Exercising Regularly Can Decrease the Risk of Breast Cancer Recurrence

Weight gain is common for those undergoing breast cancer treatment, but putting on pounds can be extremely dangerous for patients with breast cancer. According to a review published in the Canadian Medical Association Journal, exercise and avoiding weight gain is the strongest method to reduce the risk of breast cancer recurrence.

Researchers found that women who gained more than 10 percent of their body weight during or after breast cancer treatments were more likely to be at risk for breast cancer-related death. Possible reasons for the increased risk include the rise of circulating insulin-like growth factor, sex hormones and proinflammatory ctyokines caused by obesity.

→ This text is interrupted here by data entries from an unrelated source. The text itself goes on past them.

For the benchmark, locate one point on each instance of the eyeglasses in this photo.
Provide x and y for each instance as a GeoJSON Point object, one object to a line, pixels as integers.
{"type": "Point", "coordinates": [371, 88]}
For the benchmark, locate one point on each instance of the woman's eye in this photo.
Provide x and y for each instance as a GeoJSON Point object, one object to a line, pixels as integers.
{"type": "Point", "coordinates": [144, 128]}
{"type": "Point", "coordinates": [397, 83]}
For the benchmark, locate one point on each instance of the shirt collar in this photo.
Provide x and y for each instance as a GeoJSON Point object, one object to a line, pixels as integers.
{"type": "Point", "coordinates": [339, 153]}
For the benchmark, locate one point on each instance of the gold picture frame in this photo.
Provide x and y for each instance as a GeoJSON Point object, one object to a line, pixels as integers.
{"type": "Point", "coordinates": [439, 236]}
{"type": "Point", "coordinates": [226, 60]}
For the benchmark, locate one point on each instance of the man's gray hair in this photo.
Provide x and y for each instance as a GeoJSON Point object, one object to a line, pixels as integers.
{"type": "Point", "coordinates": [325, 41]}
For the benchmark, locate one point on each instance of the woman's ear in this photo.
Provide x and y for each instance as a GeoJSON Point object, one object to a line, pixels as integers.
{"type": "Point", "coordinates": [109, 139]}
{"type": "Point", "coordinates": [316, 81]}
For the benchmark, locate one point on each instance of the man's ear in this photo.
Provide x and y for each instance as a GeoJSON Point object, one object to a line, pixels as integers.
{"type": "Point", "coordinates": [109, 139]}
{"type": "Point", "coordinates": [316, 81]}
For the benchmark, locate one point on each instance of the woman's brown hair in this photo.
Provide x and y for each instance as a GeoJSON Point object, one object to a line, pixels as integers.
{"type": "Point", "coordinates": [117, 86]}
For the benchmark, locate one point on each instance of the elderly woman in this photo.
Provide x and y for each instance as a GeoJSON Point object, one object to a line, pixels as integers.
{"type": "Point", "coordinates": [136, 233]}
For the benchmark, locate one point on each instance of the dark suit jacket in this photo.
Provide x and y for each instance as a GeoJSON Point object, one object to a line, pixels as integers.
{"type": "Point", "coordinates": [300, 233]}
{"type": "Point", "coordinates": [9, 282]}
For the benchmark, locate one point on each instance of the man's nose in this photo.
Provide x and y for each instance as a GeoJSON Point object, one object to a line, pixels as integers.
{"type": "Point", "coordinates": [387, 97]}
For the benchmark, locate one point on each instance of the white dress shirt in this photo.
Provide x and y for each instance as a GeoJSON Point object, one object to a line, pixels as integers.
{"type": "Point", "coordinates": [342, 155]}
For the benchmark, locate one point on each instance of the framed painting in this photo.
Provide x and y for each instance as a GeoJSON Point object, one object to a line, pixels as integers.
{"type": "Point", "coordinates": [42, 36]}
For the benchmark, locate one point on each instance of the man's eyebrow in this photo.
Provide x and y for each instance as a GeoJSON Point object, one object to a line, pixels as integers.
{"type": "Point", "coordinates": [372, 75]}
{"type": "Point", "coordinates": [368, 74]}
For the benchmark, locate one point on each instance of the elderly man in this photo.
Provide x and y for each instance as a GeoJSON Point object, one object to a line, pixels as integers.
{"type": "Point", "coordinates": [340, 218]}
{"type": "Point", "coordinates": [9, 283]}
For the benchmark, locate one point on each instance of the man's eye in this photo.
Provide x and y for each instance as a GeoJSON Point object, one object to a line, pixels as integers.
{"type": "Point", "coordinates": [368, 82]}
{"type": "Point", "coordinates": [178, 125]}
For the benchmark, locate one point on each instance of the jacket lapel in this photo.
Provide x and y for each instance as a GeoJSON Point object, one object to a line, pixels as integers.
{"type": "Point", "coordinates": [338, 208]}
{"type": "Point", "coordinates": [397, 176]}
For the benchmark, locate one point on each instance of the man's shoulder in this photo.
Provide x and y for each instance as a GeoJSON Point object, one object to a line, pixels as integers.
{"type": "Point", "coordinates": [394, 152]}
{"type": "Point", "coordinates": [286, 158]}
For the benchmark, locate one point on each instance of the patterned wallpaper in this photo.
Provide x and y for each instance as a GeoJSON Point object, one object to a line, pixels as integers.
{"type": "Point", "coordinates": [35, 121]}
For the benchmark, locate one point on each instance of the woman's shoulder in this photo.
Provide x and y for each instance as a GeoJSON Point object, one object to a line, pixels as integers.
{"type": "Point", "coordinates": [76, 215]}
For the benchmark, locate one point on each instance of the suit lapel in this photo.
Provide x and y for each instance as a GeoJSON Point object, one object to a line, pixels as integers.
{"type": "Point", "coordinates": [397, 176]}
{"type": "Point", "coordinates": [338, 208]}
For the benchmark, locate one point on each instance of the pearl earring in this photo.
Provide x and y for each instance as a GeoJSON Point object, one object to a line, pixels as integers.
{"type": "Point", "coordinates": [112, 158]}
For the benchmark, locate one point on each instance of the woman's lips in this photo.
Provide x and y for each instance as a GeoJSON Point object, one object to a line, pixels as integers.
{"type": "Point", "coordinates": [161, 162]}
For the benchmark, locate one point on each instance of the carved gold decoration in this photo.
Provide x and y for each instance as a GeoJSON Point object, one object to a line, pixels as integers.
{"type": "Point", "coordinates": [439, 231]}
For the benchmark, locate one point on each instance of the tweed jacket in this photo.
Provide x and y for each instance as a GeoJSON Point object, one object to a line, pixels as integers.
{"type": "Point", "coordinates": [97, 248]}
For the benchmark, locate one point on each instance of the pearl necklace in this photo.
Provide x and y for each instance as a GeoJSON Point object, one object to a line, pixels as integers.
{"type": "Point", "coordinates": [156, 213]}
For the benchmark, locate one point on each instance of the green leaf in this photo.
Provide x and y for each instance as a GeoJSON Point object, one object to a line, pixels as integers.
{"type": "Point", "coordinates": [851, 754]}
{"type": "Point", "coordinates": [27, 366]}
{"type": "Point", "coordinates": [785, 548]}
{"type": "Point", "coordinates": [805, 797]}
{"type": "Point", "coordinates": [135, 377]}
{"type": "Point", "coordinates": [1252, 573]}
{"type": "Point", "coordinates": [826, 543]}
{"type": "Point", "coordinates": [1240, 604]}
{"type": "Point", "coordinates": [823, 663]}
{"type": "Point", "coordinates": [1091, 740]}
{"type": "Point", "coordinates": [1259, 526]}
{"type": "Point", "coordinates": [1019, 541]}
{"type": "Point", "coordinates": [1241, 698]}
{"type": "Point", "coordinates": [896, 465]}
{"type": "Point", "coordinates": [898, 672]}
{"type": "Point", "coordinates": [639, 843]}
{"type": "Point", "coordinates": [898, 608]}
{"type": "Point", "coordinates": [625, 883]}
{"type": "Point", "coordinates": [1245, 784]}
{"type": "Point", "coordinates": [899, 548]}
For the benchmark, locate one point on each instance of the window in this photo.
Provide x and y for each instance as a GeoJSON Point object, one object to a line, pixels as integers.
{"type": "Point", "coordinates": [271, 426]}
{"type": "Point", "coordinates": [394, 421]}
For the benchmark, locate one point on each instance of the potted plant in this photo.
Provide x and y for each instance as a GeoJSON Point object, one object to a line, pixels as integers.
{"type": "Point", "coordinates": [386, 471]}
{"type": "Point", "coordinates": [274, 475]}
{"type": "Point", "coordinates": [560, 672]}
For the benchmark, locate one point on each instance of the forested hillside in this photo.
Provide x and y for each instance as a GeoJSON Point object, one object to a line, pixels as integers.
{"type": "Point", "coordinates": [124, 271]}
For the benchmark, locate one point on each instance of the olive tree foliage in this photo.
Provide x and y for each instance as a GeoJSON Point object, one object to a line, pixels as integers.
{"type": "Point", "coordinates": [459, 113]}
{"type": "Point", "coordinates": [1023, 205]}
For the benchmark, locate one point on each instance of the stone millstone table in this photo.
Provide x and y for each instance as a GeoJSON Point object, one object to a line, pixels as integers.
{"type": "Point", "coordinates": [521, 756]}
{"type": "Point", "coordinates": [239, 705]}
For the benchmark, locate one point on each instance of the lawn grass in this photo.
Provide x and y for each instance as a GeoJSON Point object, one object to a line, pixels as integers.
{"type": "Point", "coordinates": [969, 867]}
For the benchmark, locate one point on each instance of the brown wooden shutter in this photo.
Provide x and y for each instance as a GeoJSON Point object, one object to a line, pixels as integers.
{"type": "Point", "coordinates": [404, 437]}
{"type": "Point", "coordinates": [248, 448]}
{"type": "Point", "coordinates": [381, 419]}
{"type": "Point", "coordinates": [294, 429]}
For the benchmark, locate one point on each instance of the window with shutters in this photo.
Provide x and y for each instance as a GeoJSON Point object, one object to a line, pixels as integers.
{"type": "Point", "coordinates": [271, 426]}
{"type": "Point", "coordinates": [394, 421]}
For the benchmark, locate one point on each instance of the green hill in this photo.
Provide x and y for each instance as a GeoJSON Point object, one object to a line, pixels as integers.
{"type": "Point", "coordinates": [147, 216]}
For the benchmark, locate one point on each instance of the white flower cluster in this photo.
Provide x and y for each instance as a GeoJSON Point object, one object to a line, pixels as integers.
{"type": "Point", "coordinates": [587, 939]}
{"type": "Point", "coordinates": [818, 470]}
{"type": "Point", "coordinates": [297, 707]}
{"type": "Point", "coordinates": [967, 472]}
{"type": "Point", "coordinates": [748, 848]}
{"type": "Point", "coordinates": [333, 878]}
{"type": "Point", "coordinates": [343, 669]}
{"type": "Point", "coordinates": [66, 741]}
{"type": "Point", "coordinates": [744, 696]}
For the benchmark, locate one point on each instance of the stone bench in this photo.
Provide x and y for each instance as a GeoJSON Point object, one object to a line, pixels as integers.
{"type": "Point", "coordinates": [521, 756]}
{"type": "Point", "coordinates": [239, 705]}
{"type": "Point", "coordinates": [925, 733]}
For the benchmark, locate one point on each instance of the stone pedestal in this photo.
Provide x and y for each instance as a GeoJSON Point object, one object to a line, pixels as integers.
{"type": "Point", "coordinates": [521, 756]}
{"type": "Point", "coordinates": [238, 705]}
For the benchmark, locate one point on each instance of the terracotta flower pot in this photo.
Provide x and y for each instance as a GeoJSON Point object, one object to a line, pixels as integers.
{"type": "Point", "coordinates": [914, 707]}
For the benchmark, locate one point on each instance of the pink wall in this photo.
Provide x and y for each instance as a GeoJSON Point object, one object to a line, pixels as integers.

The review included 67 published articles studying the impact of different lifestyle choices such as diet, weight and smoking habits on breast cancer survival. While no specific diet has been proven to improve breast cancer survival, the review authors recommend at least 150 minutes of physical activity per week, including 75 minutes of vigorous exercise and around two sessions of strength training to build up muscle.

Healthy lifestyle choices can also lead to mental benefits as well. Authors Julia Hamer and Ellen Warner wrote that “making positive lifestyle changes can also be psychologically beneficial to patients by empowering them, since the feeling of loss of control is one of the biggest challenges of a cancer diagnosis.”

Hamer and Warner emphasized that these recommendations are not guaranteed to stop breast cancer recurrence, but regardless if exercise changes the prognosis, patients can benefit from improving their overall health.

Mediterranean Diet Reduces The Risk of Breast Cancer

A study by the University of Navarra in Pamplona, Spain, suggests that switching to a diet high in leafy greens, fruit, vegetables and olive oil could radically reduce the chance of developing cancer.

Dr Miguel Martínez-González and his team followed more than 4200 women on either a low-fat diet or a Mediterranean diet supplemented with extra olive oil, for five years. Those on the Mediterranean diet were 68% less likely to have developed breast cancer during the study period than those on the control diet.

Dr Mitchell Katz, editor of JAMA Internal Medicine, said: “We hope to see more emphasis on a Mediterranean diet to reduce cancer and cardiovascular disease and improve health and wellbeing.”

Why Meditation and Yoga Are Recommended for Breast Cancer

Up to 80% of American patients with breast cancer will undergo complementary therapies to manage anxiety and stress after they receive a diagnosis.

Though there’s no clear consensus on which integrative and alternative therapies work and which are ineffective, more and more medical practices have incorporated practices like mindfulness and acupuncture into their offerings. But a new study published in the Journal of the National Cancer Institute Monographs conducted by several major oncology facilities has examined which therapies benefit patients the most. The answer? Meditation, yoga and relaxation with imagery.

The three methods are known to be calming for those who practice them, and the researchers gave the practices an “A” for treating symptoms of mood disorders that are highly common among people with a recent diagnosis.

To come up with the grade, the researchers parsed through clinical trials conducted from 1990-2013 on complementary therapies paired with routine cancer treatment, like chemotherapy. The researchers then graded each therapy based on efficacy. Acupuncture was given a “B” for controlling chemo nausea, and music therapy also received a “B” for anxiety and stress.

“Women with breast cancer are among the highest users [of these therapies]…and usage has been increasing,” the authors write in their study. “Clear clinical practice guidelines are needed.” The study involved researchers from Columbia University’s Mailman School of Public Health, Herbert Irving Comprehensive Cancer Center, MD Anderson, University of Michigan, Memorial Sloan Kettering and more.

The researchers also gave some therapies low grades. For example, healing touch was given a “C” for lowering pain, and aloe vera gel was not recommended at all for preventing skin reactions from radiation therapy. The researchers also point out that while some natural products were shown to be effective, they did not have the safety data to back them up, suggesting more formal research is needed before some of the therapies can be officially recommended.

As patients with breast cancer and other forms of cancer continue to seek other ways to deal with some of the emotional side effects that stem from serious illness, it will become increasingly important for hospitals to find ways to answer their unmet needs—which might include a yoga class.